Hard coatings with a thickness of a few microns are widely applied to improve the performance of tools, for example: for cutting, forming and casting applications, and mechanical components. Among them, Ni-P plate coating is widely used for structural materials and plays a critical role in preventing mechanical failure of the substrate. It is well known that Ni-P material possesses high hardness, high strength and other superior mechanical properties, providing excellent performance for metallic ductile substrate/components. It has already been established characterization of the contact fracture and wear properties of Ni-P coatings with different microstructure by post-heating, so that they improve the wear resistance. However, the effect on adhesion strength has not been studied so far. The hindrance to this is the fact that it is challenging to evaluate adhesion strength quantitatively using conventional mechanical tests. In essence, quantitative mechanistic study for adhesion is needed to guide the improvement of wear resistance and mechanical performance of coatings.
Generally, for the integrity of coating materials, it is essential to quantitatively evaluate the adhesion strength and adhesion durability of hard coatings. Unfortunately, previous studies have only conducted general testing with contact methods, which may make quantitative evaluation difficult for good reproducibility. This is due to the fact that the testing result is affected by contact between the materials and/or equipment. On this account, researchers from Chuo University in Japan: Kohei Kanamori (graduate student), Yoshikatsu Kimoto (graduate student), Shuto Toriumi (graduate student) and led by Professor Akio Yonezu, proposed to evaluate the adhesion strength and durability of Ni-P coatings in a non-contact manner using the Laser Shock Adhesion Test (LaSAT). Their work is currently published in the research journal, Surface & Coatings Technology. This technique of LaSAT is very unique, and laser shock wave is employed to induce adhesive fracture with a non-contact manner. In addition, repetitive LaSAT provides useful information on adhesion durability, which is difficult to evaluate using general testing methods.
To begin with, a hard coating of electroless Ni-P deposited on carbon steel substrate (SKD11) was prepared, followed by the in-depth assessment of the effect of post heat treatment on adhesion. The researchers then calculated the interfacial tensile stress from the numerical simulation of wave propagation by using FEM. Lastly, the effect of post-heat treatment on adhesion was investigated using LaSAT, uniaxial tension, and microscopic observation using SEM-EDX.
The research team reported that credit to post heat treatment, the hardness of coating, adhesion strength and durability were improved. Especially, the repetitive LaSAT revealed that adhesion durability improved by twice or more. Further, observation of the delaminated surface of the Ni-P coating using SEM-EDX revealed the presence or absence of Fe-C compounds on the Ni-P surface.

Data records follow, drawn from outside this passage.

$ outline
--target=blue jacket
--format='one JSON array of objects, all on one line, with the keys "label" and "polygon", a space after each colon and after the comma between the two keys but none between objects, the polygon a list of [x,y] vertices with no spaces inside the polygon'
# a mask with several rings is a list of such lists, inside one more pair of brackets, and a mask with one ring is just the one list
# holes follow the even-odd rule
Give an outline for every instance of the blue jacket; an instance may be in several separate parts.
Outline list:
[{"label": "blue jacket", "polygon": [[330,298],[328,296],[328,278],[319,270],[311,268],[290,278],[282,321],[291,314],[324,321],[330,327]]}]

In summary, the study used LaSAT to quantitatively evaluate the adhesion strength and adhesion durability of the hard coating in a non-contact manner. It was found that due to the heat treatment, Fe-C compounds on the substrate were deprived by the coating delamination. Overall, the team concluded that repeated LaSAT was useful for evaluating the adhesion strength of the electroless Ni-P coating deposited on the carbon steel substrate. In a statement to Advances in Engineering, Professor Akio Yonezu said the study provide important information on the effects of heat treatment on coating adhesion toward the development of better coating process, as well as repetitive LaSAT is extremely useful for evaluating coating life quantitatively. This is the first challenge and a pioneer work of films/coatings integrity.
Kohei Kanamori, Yoshikatsu Kimoto, Shuto Toriumi, Akio Yonezu. Evaluation of adhesion durability of Ni–P coating using repeated Laser Shock Adhesion Test. Surface & Coatings Technology: volume 396 (2020) 125953.